Next we used the BAM-enabled tools to compute mean coverage within a set of 191 744 exome-capture intervals across a single 30× coverage whole-genome DNA-seq BAM (lower half of Table 1). Megadepth was at least three times faster than other tools. While Megadepth used more memory (∼1 GiB) compared to samtools, sambamba and WiggleTools, it used about half the memory of the next-fastest tool, Mosdepth. Megadepth BAM processing is generally slower than BigWig processing since BAM files store substantially more information, e.g. including read sequences and base qualities. Supplementary Note 4 describes comparisons on BAM and CRAM files where the tools are configured to output base-by-base coverage values. While Megadepth is still fastest, some of the differences are very small, e.g. Mosdepth is only 12% slower. But the difference grows when using an RNA-seq BAM file, where Mosdepth takes 2.7× the time. We also measured the time required to analyze an entire DNA-seq BAM file within 500 bp windows, similar to a benchmark in the Mosdepth study (Supplementary Note 5). Finally, we performed further BAM and CRAM benchmarks using query intervals (Supplementary Note 6).

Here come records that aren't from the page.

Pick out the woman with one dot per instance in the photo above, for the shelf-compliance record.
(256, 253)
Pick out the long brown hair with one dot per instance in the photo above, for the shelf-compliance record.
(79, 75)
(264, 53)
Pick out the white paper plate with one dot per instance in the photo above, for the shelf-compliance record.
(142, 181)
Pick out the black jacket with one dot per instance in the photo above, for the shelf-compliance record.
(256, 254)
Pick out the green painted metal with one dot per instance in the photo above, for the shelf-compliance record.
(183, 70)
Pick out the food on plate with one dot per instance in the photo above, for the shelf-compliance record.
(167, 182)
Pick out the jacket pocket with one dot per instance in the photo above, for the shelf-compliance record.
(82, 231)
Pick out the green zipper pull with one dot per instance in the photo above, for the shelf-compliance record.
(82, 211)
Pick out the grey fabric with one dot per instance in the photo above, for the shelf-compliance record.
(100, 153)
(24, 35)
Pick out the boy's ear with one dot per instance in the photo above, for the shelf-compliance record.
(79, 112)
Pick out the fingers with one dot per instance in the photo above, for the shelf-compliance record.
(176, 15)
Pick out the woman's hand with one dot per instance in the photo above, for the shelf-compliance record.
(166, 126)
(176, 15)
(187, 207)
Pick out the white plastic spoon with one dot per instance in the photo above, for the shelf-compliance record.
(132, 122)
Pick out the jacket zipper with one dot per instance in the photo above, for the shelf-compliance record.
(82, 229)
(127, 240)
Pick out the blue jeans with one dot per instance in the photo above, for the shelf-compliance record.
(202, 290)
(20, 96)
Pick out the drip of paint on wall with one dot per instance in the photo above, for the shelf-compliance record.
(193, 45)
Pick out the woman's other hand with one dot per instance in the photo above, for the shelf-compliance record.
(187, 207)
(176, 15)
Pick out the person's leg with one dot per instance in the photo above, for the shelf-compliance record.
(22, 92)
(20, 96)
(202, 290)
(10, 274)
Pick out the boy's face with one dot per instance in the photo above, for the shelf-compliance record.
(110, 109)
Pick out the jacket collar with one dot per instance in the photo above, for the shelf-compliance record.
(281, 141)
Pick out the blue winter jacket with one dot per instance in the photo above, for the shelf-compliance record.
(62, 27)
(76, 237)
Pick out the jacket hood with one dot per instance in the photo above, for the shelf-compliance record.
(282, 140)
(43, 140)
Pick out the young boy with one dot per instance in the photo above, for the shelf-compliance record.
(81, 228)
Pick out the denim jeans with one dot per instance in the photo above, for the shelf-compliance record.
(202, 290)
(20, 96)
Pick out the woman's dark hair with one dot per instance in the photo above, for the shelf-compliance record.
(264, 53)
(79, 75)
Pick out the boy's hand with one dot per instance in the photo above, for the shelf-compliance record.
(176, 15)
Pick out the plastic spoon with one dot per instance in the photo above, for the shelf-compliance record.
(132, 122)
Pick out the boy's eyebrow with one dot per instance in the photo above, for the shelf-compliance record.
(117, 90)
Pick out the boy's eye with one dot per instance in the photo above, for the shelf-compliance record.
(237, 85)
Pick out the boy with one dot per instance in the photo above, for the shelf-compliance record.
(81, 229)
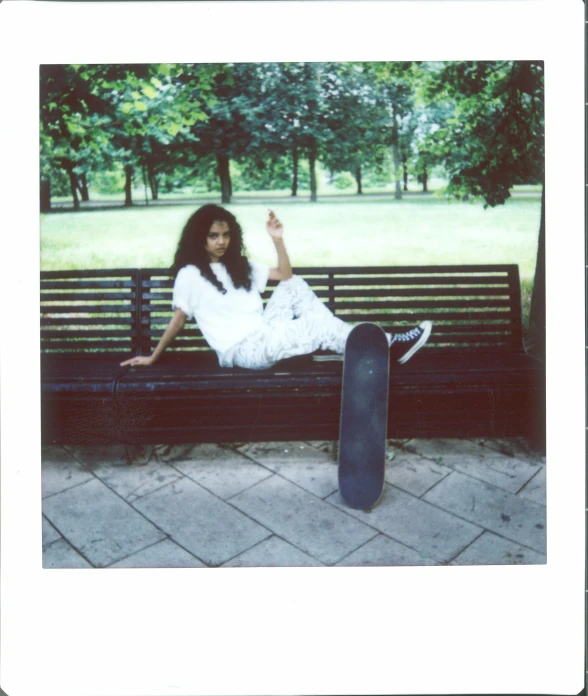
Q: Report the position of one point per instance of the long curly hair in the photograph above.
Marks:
(191, 247)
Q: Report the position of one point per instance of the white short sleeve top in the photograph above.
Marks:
(224, 319)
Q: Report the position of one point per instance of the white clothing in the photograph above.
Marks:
(225, 319)
(295, 322)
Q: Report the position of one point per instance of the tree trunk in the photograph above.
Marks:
(153, 183)
(294, 169)
(128, 185)
(45, 195)
(536, 333)
(82, 183)
(358, 179)
(312, 167)
(396, 155)
(74, 187)
(225, 177)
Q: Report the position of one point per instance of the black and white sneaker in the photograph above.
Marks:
(404, 346)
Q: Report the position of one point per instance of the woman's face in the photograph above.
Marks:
(217, 241)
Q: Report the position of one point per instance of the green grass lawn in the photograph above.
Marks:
(365, 232)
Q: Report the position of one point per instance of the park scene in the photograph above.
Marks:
(407, 191)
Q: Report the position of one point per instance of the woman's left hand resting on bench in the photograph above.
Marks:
(173, 329)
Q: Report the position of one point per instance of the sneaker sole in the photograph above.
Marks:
(426, 326)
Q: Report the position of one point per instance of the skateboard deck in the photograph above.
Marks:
(364, 416)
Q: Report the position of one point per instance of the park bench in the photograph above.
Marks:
(472, 379)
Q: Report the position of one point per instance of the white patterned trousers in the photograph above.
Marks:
(296, 322)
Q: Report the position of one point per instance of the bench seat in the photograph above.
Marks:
(183, 399)
(472, 379)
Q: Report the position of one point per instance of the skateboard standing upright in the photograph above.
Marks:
(364, 416)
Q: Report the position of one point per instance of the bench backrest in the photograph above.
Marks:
(126, 311)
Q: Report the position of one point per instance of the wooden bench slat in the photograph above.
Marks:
(123, 345)
(86, 296)
(85, 321)
(86, 309)
(85, 284)
(87, 333)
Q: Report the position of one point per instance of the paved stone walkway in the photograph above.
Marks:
(445, 502)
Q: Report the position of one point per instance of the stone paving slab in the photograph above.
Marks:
(50, 534)
(383, 551)
(98, 523)
(223, 472)
(484, 463)
(319, 478)
(302, 519)
(507, 473)
(272, 552)
(536, 489)
(89, 456)
(491, 549)
(492, 508)
(415, 523)
(445, 447)
(200, 522)
(163, 554)
(60, 471)
(518, 447)
(412, 473)
(60, 554)
(279, 451)
(132, 481)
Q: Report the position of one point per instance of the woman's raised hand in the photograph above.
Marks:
(274, 226)
(139, 360)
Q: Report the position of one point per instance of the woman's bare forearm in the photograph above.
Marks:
(174, 327)
(284, 266)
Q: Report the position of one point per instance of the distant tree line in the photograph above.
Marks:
(173, 125)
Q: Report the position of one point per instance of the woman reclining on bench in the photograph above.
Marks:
(217, 285)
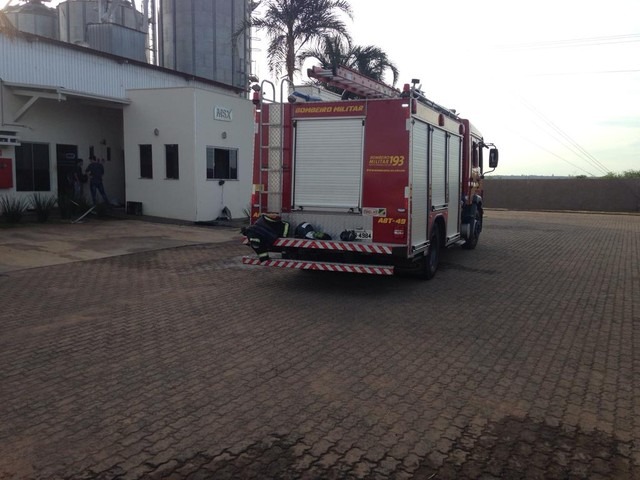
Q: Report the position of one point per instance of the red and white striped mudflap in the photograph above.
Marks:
(337, 246)
(321, 266)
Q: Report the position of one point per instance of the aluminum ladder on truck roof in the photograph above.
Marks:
(271, 139)
(352, 81)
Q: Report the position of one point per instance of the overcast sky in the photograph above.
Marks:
(555, 84)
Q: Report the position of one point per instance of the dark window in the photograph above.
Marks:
(222, 163)
(171, 155)
(32, 167)
(146, 161)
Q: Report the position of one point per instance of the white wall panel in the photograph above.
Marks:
(57, 64)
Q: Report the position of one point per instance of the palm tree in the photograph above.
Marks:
(294, 24)
(369, 60)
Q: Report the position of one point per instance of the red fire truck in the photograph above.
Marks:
(389, 178)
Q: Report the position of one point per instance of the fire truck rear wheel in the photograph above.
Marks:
(472, 242)
(432, 258)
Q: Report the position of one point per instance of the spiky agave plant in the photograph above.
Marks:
(13, 208)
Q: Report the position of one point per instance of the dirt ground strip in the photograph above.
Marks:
(521, 359)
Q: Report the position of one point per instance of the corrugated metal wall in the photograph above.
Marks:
(50, 63)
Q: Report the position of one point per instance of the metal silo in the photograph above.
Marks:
(115, 27)
(196, 37)
(34, 17)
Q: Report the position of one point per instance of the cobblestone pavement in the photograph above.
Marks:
(521, 359)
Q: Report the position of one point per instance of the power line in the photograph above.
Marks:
(576, 42)
(599, 72)
(568, 141)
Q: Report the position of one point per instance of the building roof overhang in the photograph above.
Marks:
(61, 94)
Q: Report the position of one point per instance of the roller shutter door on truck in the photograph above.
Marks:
(328, 163)
(438, 169)
(419, 183)
(454, 193)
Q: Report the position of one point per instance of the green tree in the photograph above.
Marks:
(369, 60)
(292, 25)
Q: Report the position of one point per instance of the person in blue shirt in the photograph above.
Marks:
(96, 172)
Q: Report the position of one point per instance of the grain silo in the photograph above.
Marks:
(33, 17)
(196, 37)
(115, 27)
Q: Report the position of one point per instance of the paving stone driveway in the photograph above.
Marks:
(521, 359)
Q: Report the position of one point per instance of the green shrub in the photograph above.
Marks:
(13, 208)
(43, 205)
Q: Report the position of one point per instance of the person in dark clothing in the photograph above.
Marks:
(77, 179)
(96, 172)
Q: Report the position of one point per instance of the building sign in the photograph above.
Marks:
(222, 113)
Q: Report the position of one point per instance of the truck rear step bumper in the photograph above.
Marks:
(321, 266)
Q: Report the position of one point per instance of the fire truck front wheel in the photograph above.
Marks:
(476, 228)
(431, 260)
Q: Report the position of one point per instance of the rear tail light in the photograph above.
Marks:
(398, 233)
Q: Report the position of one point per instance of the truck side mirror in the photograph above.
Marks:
(493, 158)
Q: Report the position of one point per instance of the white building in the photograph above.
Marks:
(180, 145)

We also compared the BAM-enabled tools’ performance when processing RNA-seq BAM files. We evaluated the tools when extracting all genomic bases (Supplementary Note 4 and Table 4b), when computing mean coverage over disjoint intervals from the Gencode v35 annotation (Supplementary Note 6 and Table 6c), and when computing mean coverage over a larger number of intervals corresponding to repetitive elements (Supplementary Note 6 and Table 6e). In all cases, Megadepth is the fastest tool. In the case of the repetitive element quantification, Mosdepth comes to within two times the speed of Megadepth. In the case where all bases are extracted, Wiggletools is competitive on speed (within two times), while also using less memory. Overall, Megadepth exhibited an advantageous mix of speed and memory efficiency, always achieving greater speed and lower memory footprint compared to Mosdepth, and always achieving greater speed—sometimes by orders of magnitude—compared to WiggleTools.

4 Discussion

Quantification is a common way to analyze new datasets and to re-analyze archived sequencing datasets (Collado-Torres et al., 2017; Zhang et al., 2020). Megadepth further facilities this by providing an R/Bioconductor interface, readily used in combination with recount2 and other R-based resources. BigWig support is of particular import since BigWigs are much smaller than BAMs, while still containing the information needed to re-quantify. Megadepth provides this both by enabling rapid conversion from BAM to BigWig—a onetime cost—and by rapidly re-quantifying the resulting BigWig with respect to newer interval sets, possibly many times.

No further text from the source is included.